Ainda segundo informações da nota, "Após diálogo da equipe e contato com os diretores dos filmes, solicitamos uma reunião com a direção do Centro Cultural da Justiça Federal com a participação dos realizadores, por entendemos ser importante garantir o direito aos mesmos, além de tentarmos coletivamente, resolver a questão. Esgotadas as vias institucionais, os realizadores e a Mostra não concordaram com as motivações apresentadas e não aceitaram a solução sugerida pelo CCJF".
A Mostra do Filme Marginal, nesta terceira edição sob o tema "Sem revolta jamais haverá justiça", é uma iniciativa que impulsiona a divulgação de produções independentes, promovendo a difusão dos projetos e assim, organicamente possibilita a formação de público para um cinema popular, sempre trazendo na bagagem temáticas marginalizadas pelo capitalismo e os conteúdos, estéticas e assuntos fora do eixo comercial. Nesta terceira edição, foram 600 filmes inscritos de todas as regiões do país. Não contando nenhum apoio financeiro, foi criada campanha de financiamento coletivo.
Não é preciso divagar muito para entender os motivos da censura: conteúdos contestadores, que evidenciam gritantes absurdos. No curta de Pantolfi, por exemplo, a temática aborda o assassinato de Rodrigo Alexandre da Silva Serrano, em setembro do ano passado, emblemático caso em que para justificar a troca de tiros. A versão da policia foi de que ela atirou e Rodrigo revidou, ou seja, acusando-o de criminoso. Testemunhas afirmaram que o guarda chuvas que Rodrigo portava foi confundido com um fuzil. "Eu já estava me sentindo bem indignado com essas mortes sem sentido, como a do morador com uma furadeira, o caso do Johnata com os sacos de pipoca… O curta é também uma denúncia. Não deixar essa morte virar mais uma nota curta nos telejornais em meio ao futebol e a previsão do tempo. Queria que esse assunto continuasse circulando, porque parece que estamos normalizando essas mortes", comenta Moisés.
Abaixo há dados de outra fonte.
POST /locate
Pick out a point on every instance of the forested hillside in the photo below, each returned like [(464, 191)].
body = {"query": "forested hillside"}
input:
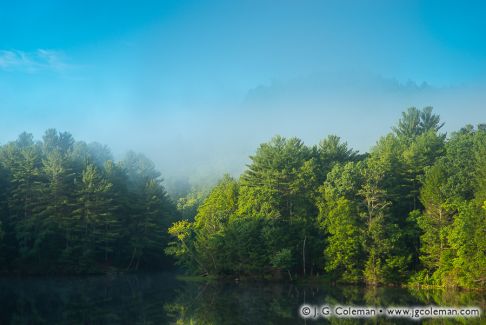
[(67, 207), (413, 210)]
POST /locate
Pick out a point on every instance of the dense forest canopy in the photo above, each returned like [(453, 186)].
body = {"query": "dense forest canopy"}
[(67, 207), (412, 210)]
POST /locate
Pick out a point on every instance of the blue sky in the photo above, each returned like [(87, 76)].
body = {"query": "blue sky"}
[(204, 82)]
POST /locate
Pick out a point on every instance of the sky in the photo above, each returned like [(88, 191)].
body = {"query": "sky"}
[(197, 85)]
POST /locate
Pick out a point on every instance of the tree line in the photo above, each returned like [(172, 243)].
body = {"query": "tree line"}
[(67, 207), (412, 210)]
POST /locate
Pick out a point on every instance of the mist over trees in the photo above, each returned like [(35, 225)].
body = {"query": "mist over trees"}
[(67, 207), (412, 210)]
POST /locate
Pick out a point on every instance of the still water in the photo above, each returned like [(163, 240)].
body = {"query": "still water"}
[(165, 299)]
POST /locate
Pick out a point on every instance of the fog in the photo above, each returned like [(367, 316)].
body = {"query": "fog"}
[(197, 86), (199, 142)]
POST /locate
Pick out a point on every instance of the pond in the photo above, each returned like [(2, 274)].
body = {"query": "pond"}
[(166, 299)]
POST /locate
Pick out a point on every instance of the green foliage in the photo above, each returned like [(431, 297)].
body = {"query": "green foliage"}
[(66, 207), (413, 209)]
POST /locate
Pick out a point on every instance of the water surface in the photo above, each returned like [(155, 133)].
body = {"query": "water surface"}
[(164, 299)]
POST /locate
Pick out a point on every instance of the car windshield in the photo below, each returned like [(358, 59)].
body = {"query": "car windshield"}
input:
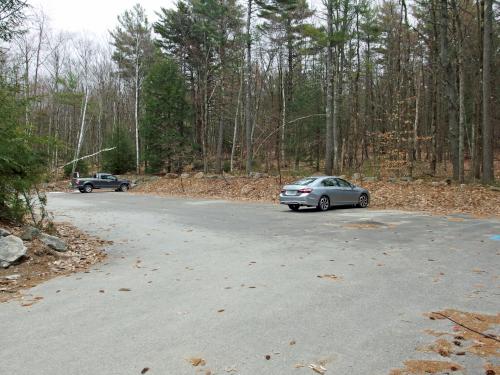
[(305, 181)]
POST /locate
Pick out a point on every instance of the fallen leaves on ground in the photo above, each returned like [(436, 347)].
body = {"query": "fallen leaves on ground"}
[(470, 334), (196, 361), (41, 263), (426, 367), (473, 329), (317, 368), (412, 196)]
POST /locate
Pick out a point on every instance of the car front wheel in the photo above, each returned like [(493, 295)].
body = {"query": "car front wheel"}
[(324, 203), (363, 201)]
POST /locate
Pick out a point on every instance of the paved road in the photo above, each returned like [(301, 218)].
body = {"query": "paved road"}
[(187, 260)]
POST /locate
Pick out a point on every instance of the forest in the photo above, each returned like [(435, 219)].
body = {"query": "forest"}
[(383, 88)]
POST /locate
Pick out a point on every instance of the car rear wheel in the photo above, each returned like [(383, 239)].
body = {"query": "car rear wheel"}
[(363, 201), (323, 203)]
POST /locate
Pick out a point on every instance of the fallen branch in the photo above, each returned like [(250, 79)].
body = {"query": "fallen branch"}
[(88, 156)]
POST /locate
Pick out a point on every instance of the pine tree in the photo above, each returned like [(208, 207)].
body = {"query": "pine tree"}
[(166, 110), (134, 48)]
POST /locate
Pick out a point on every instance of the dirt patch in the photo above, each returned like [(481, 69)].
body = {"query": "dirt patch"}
[(470, 334), (472, 331), (366, 225), (426, 367), (476, 200), (329, 277), (41, 263)]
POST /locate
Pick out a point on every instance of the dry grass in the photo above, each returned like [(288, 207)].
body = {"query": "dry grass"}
[(41, 263), (411, 196)]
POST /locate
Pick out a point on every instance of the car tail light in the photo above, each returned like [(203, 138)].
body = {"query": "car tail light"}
[(305, 190)]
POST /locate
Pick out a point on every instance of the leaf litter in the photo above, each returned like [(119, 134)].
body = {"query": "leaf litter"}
[(41, 263), (440, 199), (470, 334)]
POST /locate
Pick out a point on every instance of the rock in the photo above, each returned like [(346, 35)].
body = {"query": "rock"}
[(246, 189), (257, 175), (11, 249), (438, 183), (29, 233), (54, 242), (12, 277)]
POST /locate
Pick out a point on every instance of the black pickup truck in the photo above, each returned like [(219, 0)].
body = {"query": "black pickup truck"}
[(100, 181)]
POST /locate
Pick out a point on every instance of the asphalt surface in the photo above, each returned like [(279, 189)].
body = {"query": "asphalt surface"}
[(234, 282)]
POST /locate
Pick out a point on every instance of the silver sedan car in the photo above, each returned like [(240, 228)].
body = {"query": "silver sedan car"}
[(323, 192)]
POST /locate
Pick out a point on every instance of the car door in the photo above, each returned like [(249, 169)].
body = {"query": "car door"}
[(113, 182), (349, 196), (328, 186), (104, 181)]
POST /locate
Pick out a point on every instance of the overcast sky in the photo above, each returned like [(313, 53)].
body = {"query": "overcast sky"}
[(96, 16)]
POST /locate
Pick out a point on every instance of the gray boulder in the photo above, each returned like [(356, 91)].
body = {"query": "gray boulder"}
[(54, 242), (29, 233), (11, 249)]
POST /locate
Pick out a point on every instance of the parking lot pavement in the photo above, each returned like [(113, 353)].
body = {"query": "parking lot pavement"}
[(246, 288)]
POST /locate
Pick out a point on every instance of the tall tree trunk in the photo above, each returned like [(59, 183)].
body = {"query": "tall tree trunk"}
[(488, 175), (248, 89), (235, 130), (136, 110), (82, 131), (450, 88), (329, 92), (220, 133)]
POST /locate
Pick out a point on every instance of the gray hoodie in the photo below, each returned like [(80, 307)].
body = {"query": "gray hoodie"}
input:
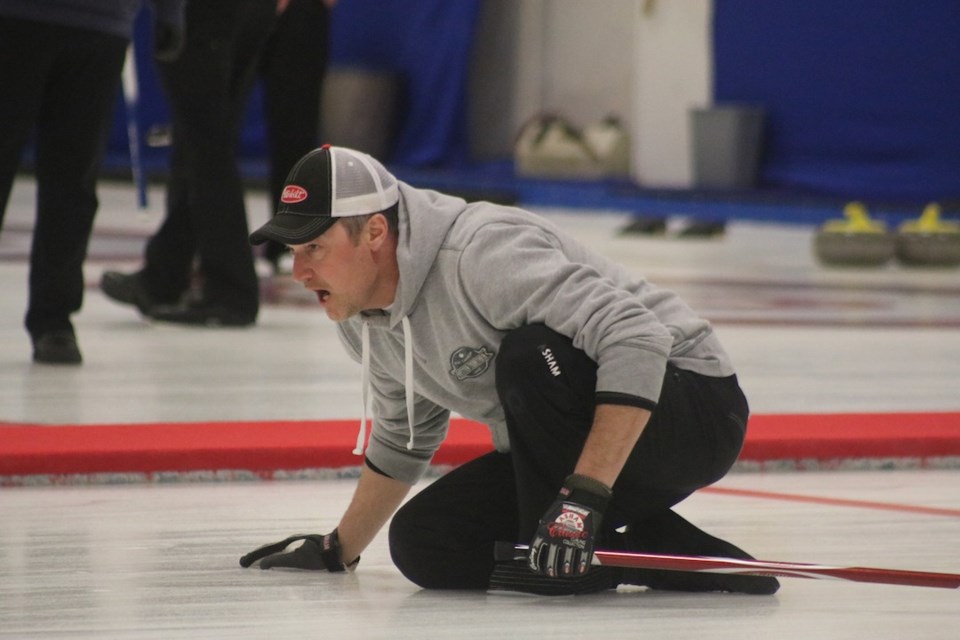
[(469, 273)]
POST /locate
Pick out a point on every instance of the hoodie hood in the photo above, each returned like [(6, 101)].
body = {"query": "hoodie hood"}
[(421, 237)]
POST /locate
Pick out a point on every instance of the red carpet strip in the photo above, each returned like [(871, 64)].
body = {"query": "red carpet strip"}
[(266, 448)]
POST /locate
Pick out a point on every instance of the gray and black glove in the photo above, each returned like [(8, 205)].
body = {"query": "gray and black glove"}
[(317, 553), (564, 541)]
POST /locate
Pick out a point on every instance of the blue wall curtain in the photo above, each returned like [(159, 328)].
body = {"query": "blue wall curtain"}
[(863, 96)]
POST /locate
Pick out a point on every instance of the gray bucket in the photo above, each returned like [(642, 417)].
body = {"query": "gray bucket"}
[(727, 142), (358, 109)]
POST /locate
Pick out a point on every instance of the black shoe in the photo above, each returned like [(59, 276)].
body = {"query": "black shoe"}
[(127, 288), (202, 314), (515, 576), (670, 534), (57, 347)]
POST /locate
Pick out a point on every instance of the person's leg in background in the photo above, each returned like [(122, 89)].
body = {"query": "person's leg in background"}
[(80, 79), (205, 226)]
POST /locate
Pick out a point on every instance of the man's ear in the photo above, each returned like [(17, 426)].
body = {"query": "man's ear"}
[(377, 230)]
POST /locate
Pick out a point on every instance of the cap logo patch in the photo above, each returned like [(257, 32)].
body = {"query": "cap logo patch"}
[(292, 194)]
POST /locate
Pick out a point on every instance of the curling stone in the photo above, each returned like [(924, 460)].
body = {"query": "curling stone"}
[(928, 241), (854, 241)]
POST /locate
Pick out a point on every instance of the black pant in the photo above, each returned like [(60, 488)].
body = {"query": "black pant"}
[(61, 82), (208, 87), (444, 536)]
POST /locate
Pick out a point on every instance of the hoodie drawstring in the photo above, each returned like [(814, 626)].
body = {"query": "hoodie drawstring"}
[(365, 382)]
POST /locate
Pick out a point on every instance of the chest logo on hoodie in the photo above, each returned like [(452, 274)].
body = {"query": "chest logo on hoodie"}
[(467, 362)]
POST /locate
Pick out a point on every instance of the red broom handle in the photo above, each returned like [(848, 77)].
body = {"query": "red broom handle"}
[(635, 560)]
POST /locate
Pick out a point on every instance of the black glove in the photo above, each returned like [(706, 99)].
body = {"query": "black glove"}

Quanto mais avançam os ataques à população, mais Bolsonaro e seus escudeiros silenciam qualquer iniciativa que bata de frente com sua ideologia, que denuncie os absurdos e evidencie o avanço autoritário e devastador do governo. "Acho que o Bolsonaro governa segundo a retórica do gosto. O mundo tem que se encaixar dentro daquela caixinha medieval que ele pensa ser o certo. Ele não sabe o que é construir algo", desabafa Moisés sobre os ataques e censura. E prossegue: "Sozinhos, os setores de arte e cultura não tem força pra bater de frente e vencer essa guerra. Ou a população em massa se insurge para defender seus direitos ou o estrago só vai se agravar. Acho que os setores sozinhos não dão conta de frear nada."
Ainda segundo a nota, a mostra mantém sua programação normal nos demais espaços já agendados e os organizadores fazem questão de ressaltar: "Não é de nossa responsabilidade o conteúdo divulgado pela imprensa corporativa, visto que, desde sua criação, a Mostra do Filme Marginal só mantém diálogo com a mídia independente!"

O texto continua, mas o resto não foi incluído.